The loss of such biodiversity apparently took Earth 10 million years to recover, more than any other extinction pulse. In a recent article in the journal Nature Geoscience, lead scientists Zhong-Qiang Chen from the University of Geosciences in Wuhan and Michael Benton from the University of Bristol analyzed the bounce-back of life.
There were two reasons for the delay of the return biodiversity. The sheer intensity of the extinction and the grim conditions on Earth after the pulse made it harder for species to recover. The Permian-Triassic extinction event was triggered by a number of different factors, including global warming, acid rain, ocean acidification and ocean anoxia. These factors were enough to spur the extinction pulse.

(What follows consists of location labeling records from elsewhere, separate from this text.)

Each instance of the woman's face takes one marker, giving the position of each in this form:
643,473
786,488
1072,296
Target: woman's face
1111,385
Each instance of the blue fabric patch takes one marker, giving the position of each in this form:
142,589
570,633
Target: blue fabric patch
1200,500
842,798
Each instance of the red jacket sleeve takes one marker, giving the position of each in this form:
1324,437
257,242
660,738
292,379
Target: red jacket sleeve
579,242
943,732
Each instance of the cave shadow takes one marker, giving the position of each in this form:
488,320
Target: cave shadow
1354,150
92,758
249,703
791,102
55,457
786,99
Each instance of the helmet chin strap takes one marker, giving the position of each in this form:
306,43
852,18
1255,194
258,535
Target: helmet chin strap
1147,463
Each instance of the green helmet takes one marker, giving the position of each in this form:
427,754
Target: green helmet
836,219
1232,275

Research shows that the grim conditions continued for five to six million years later, with continued carbon and oxygen crises, warming and other effects. Once the environmental crises ceased to be severe, more complex ecosystems emerged, allowing new groups to take hold.
The new groups, including ancestral crabs and lobsters, as well as the first marine reptiles, re-set evolution, becoming the source of the dominant species on Earth in millions of years to come.